You might need to reposition the desk, use a dimmer switch on overhead lights, or lower window shades to keep out sunlight. In addition, using a flat screen with an antiglare cover, and wearing glare-reducing or tinted lenses can help to minimize glare.
Be sure to use a font size best suited to your visual acuity, and have your eyes examined regularly — at least once a year — to be sure your prescription is up-to-date. This is especially important for people older than 40 and for children who are heavy users of computers because visual acuity can change with age. Make sure, too, that your monitor has a high-resolution display that provides sharper type and crisper images. And clean the monitor often with an antistatic dust cloth.
Those who work from printed materials, moving back and forth from them to the screen, could minimize neck strain by mounting documents on a stand next to the monitor. If, like me, you use many different printed documents at the same time, consider getting special computer glasses — bifocal or progressive lenses with the upper portion ideal for screen reading and the lower designed for print distance.

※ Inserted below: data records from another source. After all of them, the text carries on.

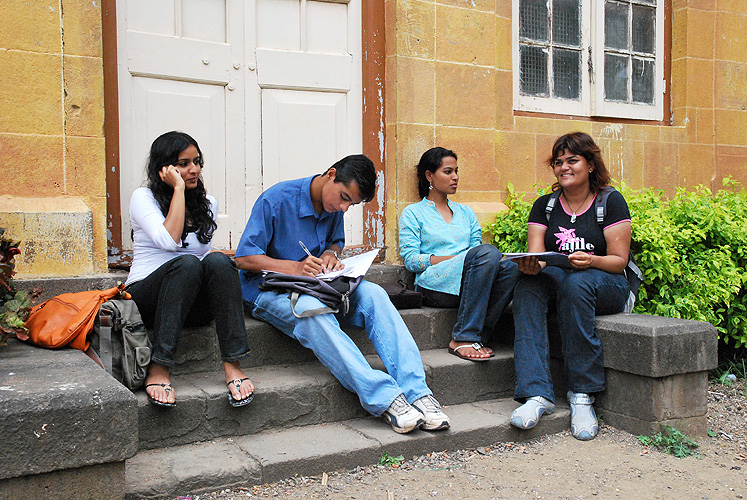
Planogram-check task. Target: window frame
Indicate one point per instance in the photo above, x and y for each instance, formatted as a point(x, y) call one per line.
point(592, 102)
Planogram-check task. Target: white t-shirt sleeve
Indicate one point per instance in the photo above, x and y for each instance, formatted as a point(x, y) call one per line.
point(146, 214)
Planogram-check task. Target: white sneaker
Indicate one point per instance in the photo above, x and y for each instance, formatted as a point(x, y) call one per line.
point(435, 418)
point(527, 415)
point(584, 423)
point(402, 416)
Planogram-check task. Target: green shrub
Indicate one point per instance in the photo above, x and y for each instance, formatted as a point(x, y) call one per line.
point(692, 249)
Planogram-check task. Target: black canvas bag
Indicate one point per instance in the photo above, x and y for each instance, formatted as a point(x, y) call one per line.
point(334, 293)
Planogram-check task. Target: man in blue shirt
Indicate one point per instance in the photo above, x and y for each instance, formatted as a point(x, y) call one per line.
point(311, 210)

While prevention is most important, if you already have symptoms of computer vision syndrome, there are ways to reduce or eliminate them. Ophthalmologists suggest adhering to the “20-20-20” rule: Every 20 minutes, take a 20-second break and look at something 20 feet away.
Consciously blink as often as possible to keep eye surfaces well lubricated. To further counter dryness, redness and painful irritation, use lubricating eye drops several times a day. My ophthalmologist recommends products free of preservatives sold in single-use dispensers.
You can also reduce the risk of dry eyes by keeping air from blowing in your face and by using a humidifier to add moisture to the air in the room. And Dr. Reitano said her eye doctor also suggested applying warm moist compresses to her eyes every morning.